Warum er erst jetzt, sieben Jahre nach Druck des Buches, verstärkt an die Öffentlichkeit geht und was ihn überhaupt bewogen hat, sich als „blutiger Amateur“ – seine Worte – ans literarische Schreiben zu wagen, erzählt er uns im Interview.
marie: Was hat dich dazu bewogen, ein Buch über deinen Vater zu publizieren?
Klaus Amann: Ursprünglich hatte ich gar nicht vor, das Manuskript zu veröffentlichen. Es war mir lediglich ein Bedürfnis, mehr über meinen Vater herauszufinden und schreibend dem Phänomen Demenz und was es im Alltag mit allen Beteiligten macht, nachzugehen. Ich bin durch Gespräche mit zwei Onkel und einer Tante auf viele Sachen gekommen, die wir nicht wussten, weil Vater nie drüber geredet hat. Und ich habe mir gedacht, wenn das jemand aufzeichnet, könnte das auch für andere interessant sein. Vielleicht auch für seine Enkelkinder.
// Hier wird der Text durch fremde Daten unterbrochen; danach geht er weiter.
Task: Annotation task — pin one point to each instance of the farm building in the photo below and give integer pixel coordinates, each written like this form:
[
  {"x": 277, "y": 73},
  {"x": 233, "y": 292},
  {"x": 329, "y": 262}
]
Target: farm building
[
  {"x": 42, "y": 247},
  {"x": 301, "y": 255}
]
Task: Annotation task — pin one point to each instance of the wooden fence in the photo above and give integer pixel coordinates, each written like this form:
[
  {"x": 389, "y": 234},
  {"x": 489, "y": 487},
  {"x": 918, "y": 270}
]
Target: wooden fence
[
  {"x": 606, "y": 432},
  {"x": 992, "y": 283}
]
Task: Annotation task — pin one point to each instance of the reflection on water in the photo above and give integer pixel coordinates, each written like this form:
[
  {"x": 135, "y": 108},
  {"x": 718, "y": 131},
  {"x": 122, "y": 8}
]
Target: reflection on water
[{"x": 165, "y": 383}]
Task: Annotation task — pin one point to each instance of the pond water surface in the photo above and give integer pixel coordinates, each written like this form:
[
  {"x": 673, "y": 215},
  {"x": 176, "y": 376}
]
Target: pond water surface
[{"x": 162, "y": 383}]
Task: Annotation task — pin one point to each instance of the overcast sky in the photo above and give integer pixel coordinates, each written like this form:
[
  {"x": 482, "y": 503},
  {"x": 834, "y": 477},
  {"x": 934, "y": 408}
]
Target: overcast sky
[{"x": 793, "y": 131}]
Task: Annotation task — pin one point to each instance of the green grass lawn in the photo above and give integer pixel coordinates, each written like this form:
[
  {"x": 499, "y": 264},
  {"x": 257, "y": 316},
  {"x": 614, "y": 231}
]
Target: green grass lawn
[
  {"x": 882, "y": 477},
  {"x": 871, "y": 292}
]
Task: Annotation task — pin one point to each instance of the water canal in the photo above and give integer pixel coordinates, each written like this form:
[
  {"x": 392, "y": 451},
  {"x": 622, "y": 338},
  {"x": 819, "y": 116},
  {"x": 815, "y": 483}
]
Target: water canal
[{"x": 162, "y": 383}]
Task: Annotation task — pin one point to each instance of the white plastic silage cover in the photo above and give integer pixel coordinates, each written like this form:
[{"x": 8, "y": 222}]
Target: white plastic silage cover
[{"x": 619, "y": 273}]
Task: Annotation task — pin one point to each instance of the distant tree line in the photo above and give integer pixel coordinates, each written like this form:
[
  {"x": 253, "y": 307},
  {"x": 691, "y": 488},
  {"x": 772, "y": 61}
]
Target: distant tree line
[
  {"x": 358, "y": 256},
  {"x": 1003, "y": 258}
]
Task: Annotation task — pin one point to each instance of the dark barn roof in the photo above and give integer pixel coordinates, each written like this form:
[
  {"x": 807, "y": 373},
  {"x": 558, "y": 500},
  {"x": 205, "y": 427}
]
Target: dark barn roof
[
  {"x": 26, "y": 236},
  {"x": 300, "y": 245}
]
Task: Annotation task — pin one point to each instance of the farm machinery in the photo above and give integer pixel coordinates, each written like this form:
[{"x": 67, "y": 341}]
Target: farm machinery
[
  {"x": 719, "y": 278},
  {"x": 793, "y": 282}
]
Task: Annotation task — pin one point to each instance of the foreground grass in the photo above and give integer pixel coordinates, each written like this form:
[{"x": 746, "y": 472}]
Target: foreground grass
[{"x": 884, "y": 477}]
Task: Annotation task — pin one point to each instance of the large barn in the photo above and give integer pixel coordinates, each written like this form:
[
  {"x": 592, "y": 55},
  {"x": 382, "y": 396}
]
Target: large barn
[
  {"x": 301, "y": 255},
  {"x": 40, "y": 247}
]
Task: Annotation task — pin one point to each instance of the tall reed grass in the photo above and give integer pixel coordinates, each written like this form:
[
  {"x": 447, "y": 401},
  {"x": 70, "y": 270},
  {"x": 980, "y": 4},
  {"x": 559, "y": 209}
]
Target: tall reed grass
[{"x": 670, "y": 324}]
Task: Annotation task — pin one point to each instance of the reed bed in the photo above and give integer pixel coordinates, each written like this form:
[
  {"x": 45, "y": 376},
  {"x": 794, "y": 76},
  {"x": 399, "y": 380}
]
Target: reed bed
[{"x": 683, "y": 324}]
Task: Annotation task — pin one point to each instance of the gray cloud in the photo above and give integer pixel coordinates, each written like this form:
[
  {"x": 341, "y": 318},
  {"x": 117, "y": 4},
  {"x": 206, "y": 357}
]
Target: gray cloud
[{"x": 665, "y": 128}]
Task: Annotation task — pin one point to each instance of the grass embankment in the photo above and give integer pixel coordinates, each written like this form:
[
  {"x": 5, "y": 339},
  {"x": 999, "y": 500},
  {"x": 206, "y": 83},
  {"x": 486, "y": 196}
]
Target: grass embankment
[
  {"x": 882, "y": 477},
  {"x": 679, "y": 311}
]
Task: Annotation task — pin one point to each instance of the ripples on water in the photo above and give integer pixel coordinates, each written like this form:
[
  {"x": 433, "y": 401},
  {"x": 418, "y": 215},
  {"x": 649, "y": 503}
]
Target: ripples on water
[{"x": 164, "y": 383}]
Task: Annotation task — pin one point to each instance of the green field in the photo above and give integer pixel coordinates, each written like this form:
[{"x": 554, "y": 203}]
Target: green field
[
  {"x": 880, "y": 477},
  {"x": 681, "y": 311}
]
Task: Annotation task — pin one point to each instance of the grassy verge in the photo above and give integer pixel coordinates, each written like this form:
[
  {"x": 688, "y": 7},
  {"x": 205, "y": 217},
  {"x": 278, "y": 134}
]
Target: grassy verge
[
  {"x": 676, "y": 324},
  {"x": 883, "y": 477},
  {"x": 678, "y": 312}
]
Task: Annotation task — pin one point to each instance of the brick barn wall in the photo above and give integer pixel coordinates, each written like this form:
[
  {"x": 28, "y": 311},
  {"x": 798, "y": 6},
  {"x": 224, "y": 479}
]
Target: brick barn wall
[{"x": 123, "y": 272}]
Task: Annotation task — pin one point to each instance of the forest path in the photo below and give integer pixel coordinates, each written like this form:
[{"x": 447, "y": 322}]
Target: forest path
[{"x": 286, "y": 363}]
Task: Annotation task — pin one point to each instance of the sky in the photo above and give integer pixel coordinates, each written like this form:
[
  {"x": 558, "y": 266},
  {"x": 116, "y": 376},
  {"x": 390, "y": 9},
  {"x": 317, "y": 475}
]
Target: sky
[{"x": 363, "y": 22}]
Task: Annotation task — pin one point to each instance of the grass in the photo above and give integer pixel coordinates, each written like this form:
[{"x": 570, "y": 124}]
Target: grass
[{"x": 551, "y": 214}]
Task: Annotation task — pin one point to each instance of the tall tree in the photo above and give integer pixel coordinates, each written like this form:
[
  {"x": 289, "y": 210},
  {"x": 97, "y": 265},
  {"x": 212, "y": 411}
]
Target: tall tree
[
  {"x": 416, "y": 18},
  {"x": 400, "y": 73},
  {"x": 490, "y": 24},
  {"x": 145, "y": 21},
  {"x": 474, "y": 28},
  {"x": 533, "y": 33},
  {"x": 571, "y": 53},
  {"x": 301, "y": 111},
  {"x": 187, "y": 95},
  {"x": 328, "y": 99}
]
Ich habe das Manuskript dann meinem Vater zum 85. Geburtstag geschenkt – wohl wissend, dass er es kaum noch verstehen wird – und es absichtlich daheim rumliegen lassen, in der Hoffnung, dass es auch meine Geschwister lesen.
Die sich dann wie dazu äußerten?
Erstmal gar nicht. Niemand hat sich zum Manuskript geäußert. Später bin ich aktiv auf sie zugegangen und habe nachgehakt, was sie dazu sagen würden, wenn ich den Text publiziere. Eine Meinung war extrem negativ und die anderen gingen in Richtung „lieber nicht“ mit der Begründung, dass es unsere Privatsache ist. Natürlich ist das eine grundlegende Frage: Darf man, soll man über private Dinge schreiben?
Soll man?
Inzwischen denke ich mir, über Dinge zu schreiben, die viele Leute betreffen wie in diesem Fall das Thema Demenz, kann anderen helfen. Allein schon, indem man erkennt, dass man nicht allein ist mit der Herausforderung.
Wie ging es also weiter?
Tatsächlich habe ich einen Verlag gefunden, der ein schönes Buch daraus gemacht hat. Und ich wurde dabei von einer sehr guten Lektorin begleitet, die ein paar Kapitel, die wirklich ans Eingemachte gegangen wären, gestrichen hat. Das war sicher gut so. Überhaupt ein erstaunlicher Prozess so ein Lektorat und für einen Lehrer im Übrigen eine schmerzhafte Erfahrung, wie viel korrigiert werden musste (lacht). Aus Rücksicht auf meine Geschwister hat es dann aber in Vorarlberg nur zwei Lesungen gegeben, um keinen Wirbel zu verursachen. Im Nachhinein denke ich mir, es war etwas feig von mir, nicht gleich und ganz an die Öffentlichkeit zu gehen. Ich hätte dazu stehen müssen.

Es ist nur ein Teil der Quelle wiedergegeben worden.